1. AI’s Strength Has Bolstered Public Markets
Recent macro conditions have been challenging, but they haven’t derailed equity markets. Instead, major indices delivered double-digit gains in 2025, supported in large part by AI-related strength. Key macro headwinds include:
- US inflation: Still above the Fed’s 2% target — expected to be persistent, but not extreme.
- Interest rates: Short-term rates may ease globally, while long-term yields remain “higher for longer” amid fiscal uncertainty.
- Gold and currencies: Rising gold prices and strength in safe-haven currencies like the Swiss franc signal growing flight-to-safety and currency risk concerns.
Despite these pressures, equities have remained resilient. The dominant driver through most of 2025 was clearly AI. However, more recently, performance has improved across sectors outside of AI and the U.S., as optimism has spread.
2. A Few Stocks Are Driving Gains
AI is powering public market outperformance, but that strength remains highly concentrated. Despite broader market gains in late 2025, a handful of AI‑driven mega-caps still accounted for a disproportionate share of index earnings and market sentiment. Together, the “Magnificent Seven” (Nvidia, Microsoft, Alphabet, Meta, Amazon, Apple, Tesla) represent about 35% of the market capitalization of the top 100 global companies. This concentration creates two key risks:
- Diversification risk. Even broad benchmarks like the S&P 500 or MSCI World are dominated by these names. A stumble by any of these stocks could significantly impact indexes. As a result, owning the market no longer guarantees diversification.
- Valuation sensitivity. Elevated valuations among AI leaders have increased vulnerability to earnings disappointments or shifts in sentiment.
The big question: Are we in an AI bubble?
- The case for “yes”: Valuations are elevated, and volatility remains a clear risk.
- The case for “no”: Leading AI players are already generating substantial revenue and monetizing faster than previous tech cycles.
As always, diversification is the best defense against bubble risk. With AI exposure concentrated in public equities, private markets are essential for achieving balance and resilience.
3. Private Markets Offer Access and Diversification
Private markets open doors to strategies and sectors that public markets can’t match, offering broader opportunity sets and different risk profiles. But they’re not immune to AI. Understanding AI exposure across strategies is essential for smart allocation.

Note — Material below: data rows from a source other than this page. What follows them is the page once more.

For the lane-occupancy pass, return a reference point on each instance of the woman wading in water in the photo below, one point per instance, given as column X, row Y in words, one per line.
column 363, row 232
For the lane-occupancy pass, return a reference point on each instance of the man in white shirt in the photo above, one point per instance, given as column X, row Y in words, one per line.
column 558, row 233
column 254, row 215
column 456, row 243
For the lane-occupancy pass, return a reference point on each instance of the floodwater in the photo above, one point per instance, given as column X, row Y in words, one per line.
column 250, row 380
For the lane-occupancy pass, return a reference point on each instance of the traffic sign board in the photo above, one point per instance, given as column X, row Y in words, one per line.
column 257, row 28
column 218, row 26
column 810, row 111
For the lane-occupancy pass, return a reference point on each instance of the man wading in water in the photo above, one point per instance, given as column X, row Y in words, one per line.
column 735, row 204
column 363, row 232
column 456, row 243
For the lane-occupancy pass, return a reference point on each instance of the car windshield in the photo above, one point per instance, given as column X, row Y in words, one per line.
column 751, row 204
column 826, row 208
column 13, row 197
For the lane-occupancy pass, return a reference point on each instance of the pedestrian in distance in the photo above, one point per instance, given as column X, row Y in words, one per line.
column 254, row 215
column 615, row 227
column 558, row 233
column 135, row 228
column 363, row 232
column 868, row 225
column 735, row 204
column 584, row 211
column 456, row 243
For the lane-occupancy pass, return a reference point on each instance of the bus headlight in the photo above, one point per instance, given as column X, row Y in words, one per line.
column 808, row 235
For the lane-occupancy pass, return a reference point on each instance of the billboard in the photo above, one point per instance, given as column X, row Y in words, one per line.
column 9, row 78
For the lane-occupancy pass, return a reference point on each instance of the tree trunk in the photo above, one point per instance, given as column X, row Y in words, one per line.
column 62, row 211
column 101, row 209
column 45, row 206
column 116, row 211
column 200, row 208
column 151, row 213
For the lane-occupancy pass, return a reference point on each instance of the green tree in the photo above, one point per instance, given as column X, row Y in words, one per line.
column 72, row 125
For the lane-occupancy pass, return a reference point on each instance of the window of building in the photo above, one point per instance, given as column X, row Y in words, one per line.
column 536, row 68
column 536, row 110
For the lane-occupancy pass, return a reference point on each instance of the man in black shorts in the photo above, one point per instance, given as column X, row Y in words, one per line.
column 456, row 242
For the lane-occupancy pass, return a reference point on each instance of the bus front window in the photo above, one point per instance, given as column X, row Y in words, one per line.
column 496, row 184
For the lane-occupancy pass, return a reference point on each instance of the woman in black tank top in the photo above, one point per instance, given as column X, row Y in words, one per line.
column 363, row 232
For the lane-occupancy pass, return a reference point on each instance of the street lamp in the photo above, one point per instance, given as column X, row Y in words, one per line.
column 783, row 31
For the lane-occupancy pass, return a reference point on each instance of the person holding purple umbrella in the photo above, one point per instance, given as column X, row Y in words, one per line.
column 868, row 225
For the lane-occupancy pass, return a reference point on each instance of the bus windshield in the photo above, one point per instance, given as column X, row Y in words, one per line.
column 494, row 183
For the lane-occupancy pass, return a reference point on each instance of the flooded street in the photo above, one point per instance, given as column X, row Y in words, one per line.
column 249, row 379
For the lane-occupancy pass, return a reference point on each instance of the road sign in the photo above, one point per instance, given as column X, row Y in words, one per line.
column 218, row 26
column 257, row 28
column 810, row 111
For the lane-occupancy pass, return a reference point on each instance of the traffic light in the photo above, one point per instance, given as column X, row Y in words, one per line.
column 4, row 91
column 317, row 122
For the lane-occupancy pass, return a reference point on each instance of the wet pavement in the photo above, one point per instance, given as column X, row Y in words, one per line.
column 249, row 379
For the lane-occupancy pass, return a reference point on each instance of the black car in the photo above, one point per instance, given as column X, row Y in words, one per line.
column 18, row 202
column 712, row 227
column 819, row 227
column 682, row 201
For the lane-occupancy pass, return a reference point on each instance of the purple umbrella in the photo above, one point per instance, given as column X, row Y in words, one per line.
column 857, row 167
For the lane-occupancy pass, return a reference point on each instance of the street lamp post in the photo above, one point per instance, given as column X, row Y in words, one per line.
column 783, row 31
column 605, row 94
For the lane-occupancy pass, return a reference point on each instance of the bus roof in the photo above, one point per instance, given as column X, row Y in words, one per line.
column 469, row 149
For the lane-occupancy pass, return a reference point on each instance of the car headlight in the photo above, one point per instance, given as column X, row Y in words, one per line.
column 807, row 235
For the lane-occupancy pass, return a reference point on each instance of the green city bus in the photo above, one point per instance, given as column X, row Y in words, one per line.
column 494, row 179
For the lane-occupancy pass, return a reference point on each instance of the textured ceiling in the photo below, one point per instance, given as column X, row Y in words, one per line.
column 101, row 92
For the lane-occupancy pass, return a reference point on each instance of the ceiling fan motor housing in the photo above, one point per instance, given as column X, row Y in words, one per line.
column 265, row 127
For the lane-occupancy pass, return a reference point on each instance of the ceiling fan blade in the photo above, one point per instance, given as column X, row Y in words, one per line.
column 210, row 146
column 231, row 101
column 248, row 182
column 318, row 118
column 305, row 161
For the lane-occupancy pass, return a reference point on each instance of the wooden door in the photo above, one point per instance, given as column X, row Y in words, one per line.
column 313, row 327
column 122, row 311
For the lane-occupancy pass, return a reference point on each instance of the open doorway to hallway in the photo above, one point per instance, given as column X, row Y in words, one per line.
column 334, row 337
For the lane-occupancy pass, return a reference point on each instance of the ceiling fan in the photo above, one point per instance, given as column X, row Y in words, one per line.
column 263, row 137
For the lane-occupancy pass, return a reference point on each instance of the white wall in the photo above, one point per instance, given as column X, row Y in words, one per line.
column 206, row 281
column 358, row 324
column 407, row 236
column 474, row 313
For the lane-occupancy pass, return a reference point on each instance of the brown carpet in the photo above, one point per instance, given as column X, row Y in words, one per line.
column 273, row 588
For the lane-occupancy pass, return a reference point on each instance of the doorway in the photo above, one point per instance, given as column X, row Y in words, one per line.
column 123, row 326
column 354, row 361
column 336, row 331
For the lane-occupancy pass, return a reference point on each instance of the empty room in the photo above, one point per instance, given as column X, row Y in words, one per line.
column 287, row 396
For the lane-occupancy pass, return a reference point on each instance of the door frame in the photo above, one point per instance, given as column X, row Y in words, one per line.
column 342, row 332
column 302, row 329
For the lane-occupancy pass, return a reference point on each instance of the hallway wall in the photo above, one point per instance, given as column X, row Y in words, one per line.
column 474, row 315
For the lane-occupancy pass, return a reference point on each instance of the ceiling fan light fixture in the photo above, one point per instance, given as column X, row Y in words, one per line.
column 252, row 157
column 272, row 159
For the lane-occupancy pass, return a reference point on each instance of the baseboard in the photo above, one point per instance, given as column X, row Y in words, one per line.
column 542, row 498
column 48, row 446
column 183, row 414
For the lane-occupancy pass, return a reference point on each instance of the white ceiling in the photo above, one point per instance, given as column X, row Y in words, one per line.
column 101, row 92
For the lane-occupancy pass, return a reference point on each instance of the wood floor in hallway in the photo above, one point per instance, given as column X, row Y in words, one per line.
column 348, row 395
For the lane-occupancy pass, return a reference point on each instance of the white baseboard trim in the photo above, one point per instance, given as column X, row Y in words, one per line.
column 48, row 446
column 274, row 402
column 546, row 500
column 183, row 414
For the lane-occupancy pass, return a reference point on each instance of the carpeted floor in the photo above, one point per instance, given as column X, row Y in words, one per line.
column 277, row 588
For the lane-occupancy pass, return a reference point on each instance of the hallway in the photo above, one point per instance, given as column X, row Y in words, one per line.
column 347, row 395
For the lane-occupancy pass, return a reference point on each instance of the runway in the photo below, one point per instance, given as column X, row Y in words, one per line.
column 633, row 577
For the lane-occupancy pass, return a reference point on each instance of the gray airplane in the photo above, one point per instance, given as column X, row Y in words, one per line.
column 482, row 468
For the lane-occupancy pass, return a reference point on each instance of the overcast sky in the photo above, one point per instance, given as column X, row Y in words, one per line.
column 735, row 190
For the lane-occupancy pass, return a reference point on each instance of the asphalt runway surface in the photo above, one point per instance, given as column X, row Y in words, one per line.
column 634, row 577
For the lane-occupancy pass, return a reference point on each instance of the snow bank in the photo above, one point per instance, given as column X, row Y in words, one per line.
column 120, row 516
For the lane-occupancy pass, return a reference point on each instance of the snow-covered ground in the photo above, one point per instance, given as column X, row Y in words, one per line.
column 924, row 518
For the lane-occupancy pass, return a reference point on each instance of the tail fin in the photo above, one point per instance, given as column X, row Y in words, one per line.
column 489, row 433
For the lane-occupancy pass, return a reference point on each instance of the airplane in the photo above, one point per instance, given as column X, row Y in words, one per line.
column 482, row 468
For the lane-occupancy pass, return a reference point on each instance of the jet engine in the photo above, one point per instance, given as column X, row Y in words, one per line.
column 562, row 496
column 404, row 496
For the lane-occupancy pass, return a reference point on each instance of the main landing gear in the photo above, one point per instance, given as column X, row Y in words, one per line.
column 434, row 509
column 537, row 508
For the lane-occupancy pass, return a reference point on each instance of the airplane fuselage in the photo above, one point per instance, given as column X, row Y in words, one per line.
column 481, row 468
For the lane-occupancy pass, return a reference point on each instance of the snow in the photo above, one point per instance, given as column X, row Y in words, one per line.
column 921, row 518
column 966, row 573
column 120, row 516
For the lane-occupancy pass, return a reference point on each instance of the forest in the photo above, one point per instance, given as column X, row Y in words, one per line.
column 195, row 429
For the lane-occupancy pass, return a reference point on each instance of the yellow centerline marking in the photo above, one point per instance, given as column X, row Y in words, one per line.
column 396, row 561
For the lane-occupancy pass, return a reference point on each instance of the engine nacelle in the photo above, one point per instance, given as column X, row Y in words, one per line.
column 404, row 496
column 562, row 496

Here’s a simple guide:
Lower AI Exposure: Private Equity Buyout
- Unlike public markets, private equity typically uses AI to enhance efficiency and growth rather than as a core business model. This creates a fundamentally different risk/return profile compared to direct AI investments.
Medium AI Exposure: Infrastructure and Credit
- Private infrastructure and credit investments provide direct AI exposure such as power generators, data centers and network/fiber backbones.
High AI Exposure: Venture
- Venture offers the most direct AI exposure, but across a broader opportunity set than public markets. As the chart below shows, AI now accounts for more than 70% of VC deal value, opening the door to hard-to-access companies from seed to late stage.
AI Represents 71% of Venture Capital
AI and machine learning as a share of VC deal activity
Conclusion
Public equities are riding the AI wave, but concentration risk and valuation sensitivity are creating risks that touch all index investors.
Private markets provide access to broader AI opportunities while offering a hedge against potential corrections. Diversifying across private market strategies can help build portfolio resilience — whether AI fulfills its promise or not.